Best Practices for Hyperparameter Tuning - Amazon SageMaker

Best Practices for Hyperparameter Tuning

Hyperparameter optimization (HPO) is not a fully-automated process. To improve optimization, follow these best practices for hyperparameter tuning.

Choosing a tuning strategy

For large jobs, using the Hyperband tuning strategy can reduce computation time. Hyperband has an early stopping mechanism to stop under-performing jobs. Hyperband can also reallocate resources towards well-utilized hyperparameter configurations and run parallel jobs. For smaller training jobs using less runtime, use either random search or Bayesian optimization.

Use Bayesian optimization to make increasingly informed decisions about improving hyperparameter configurations in the next run. Bayesian optimization uses information gathered from prior runs to improve subsequent runs. Because of its sequential nature, Bayesian optimization cannot massively scale.

Use random search to run a large number of parallel jobs. In random search, subsequent jobs do not depend on the results from prior jobs and can be run independently. Compared to other strategies, random search is able to run the largest number of parallel jobs.

Use grid search to reproduce results of a tuning job, or if simplicity and transparency of the optimization algorithm are important. You can also use grid search to explore the entire hyperparameter search space evenly. Grid search methodically searches through every hyperparameter combination to find optimal hyperparameter values. Unlike grid search, Bayesian optimization, random search and Hyperband all draw hyperparameters randomly from the search space.
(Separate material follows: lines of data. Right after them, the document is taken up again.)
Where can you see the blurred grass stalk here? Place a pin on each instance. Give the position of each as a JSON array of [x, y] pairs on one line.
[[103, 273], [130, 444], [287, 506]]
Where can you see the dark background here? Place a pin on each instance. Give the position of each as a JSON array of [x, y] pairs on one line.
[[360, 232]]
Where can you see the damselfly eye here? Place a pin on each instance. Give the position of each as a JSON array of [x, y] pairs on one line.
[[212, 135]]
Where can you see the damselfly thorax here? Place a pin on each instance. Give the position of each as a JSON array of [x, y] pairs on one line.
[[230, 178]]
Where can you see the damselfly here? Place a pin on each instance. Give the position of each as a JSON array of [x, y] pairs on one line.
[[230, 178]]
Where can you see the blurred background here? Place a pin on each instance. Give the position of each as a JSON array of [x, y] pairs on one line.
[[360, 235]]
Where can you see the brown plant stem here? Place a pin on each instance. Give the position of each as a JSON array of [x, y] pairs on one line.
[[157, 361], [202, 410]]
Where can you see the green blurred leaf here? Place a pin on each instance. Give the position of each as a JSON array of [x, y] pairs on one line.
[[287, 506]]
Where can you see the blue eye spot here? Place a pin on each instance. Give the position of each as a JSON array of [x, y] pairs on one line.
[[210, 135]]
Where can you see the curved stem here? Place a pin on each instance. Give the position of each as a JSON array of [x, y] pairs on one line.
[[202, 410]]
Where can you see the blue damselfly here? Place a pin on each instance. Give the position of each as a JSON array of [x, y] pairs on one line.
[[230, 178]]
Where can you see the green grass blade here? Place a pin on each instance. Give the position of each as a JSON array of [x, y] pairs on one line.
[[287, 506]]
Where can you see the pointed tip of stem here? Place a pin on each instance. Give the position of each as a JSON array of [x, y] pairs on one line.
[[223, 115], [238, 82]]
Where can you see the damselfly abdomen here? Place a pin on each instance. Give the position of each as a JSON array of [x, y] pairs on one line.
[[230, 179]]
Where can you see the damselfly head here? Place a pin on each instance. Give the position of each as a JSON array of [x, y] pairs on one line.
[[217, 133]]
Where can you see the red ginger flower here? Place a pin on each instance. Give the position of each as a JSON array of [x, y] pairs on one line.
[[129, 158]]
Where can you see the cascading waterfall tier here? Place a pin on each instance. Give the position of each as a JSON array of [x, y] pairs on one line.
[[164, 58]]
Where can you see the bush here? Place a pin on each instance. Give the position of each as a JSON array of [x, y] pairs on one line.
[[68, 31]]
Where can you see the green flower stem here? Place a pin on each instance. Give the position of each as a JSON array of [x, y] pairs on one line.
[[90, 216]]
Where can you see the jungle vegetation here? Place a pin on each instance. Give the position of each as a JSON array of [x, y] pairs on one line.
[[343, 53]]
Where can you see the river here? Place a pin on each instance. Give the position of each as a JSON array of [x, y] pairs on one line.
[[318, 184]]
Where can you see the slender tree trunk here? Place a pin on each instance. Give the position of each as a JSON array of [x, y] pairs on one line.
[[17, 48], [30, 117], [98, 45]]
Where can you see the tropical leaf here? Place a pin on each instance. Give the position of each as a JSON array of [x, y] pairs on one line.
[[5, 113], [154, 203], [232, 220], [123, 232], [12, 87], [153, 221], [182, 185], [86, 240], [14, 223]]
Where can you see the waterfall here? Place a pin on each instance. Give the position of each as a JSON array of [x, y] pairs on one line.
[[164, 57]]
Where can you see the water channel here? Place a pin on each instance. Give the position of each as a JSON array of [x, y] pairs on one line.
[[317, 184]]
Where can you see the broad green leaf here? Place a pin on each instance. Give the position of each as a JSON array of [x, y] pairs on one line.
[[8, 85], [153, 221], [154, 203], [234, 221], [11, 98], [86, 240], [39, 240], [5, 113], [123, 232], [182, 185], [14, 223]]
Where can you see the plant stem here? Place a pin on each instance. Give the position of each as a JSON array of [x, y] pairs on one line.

Because grid search analyzes every combination of hyperparameters, optimal hyperparameter values will be identical between tuning jobs that use the same hyperparameters.

Choosing the number of hyperparameters

During optimization, the computational complexity of a hyperparameter tuning job depends on the following:

  • The number of hyperparameters

  • The range of values that Amazon SageMaker has to search

Although you can simultaneously specify up to 30 hyperparameters, limiting your search to a smaller number can reduce computation time. Reducing computation time allows SageMaker to converge more quickly to an optimal hyperparameter configuration.

Choosing hyperparameter ranges

The range of values that you choose to search can adversely affect hyperparameter optimization. For example, a range that covers every possible hyperparameter value can lead to large compute times and a model that doesn't generalize well to unseen data. If you know that using a subset of the largest possible range is appropriate for your use case, consider limiting the range to that subset.

Using the correct scales for hyperparameters

During hyperparameter tuning, SageMaker attempts to infer if your hyperparameters are log-scaled or linear-scaled. Initially, SageMaker assumes linear scaling for hyperparameters. If hyperparameters are log-scaled, choosing the correct scale will make your search more efficient. You can also select Auto for ScalingType in the CreateHyperParameterTuningJob API if you want SageMaker to detect the scale for you.

Choosing the best number of parallel training jobs

You can use the results of previous trials to improve the performance of subsequent trials. Choose the largest number of parallel jobs that would provide a meaningful incremental result that is also within your region and account compute constraints. Use the MaxParallelTrainingJobs field to limit the number of training jobs that a hyperparameter tuning job can launch in parallel. For more information, see Running multiple HPO jobs in parallel on Amazon SageMaker.

Running training jobs on multiple instances

When a training job runs on multiple machines in distributed mode, each machine emits an objective metric. HPO can only use one of these emitted objective metrics to evaluate model performance, In distributed mode, HPO uses the objective metric that was reported by the last running job across all instances.

Using a random seed to reproduce hyperparameter configurations

You can specify an integer as a random seed for hyperparameter tuning and use that seed during hyperparameter generation. Later, you can use the same seed to reproduce hyperparameter configurations that are consistent with your previous results. For random search and Hyperband strategies, using the same random seed can provide up to 100% reproducibility of the previous hyperparameter configuration for the same tuning job. For Bayesian strategy, using the same random seed will improve reproducibility for the same tuning job.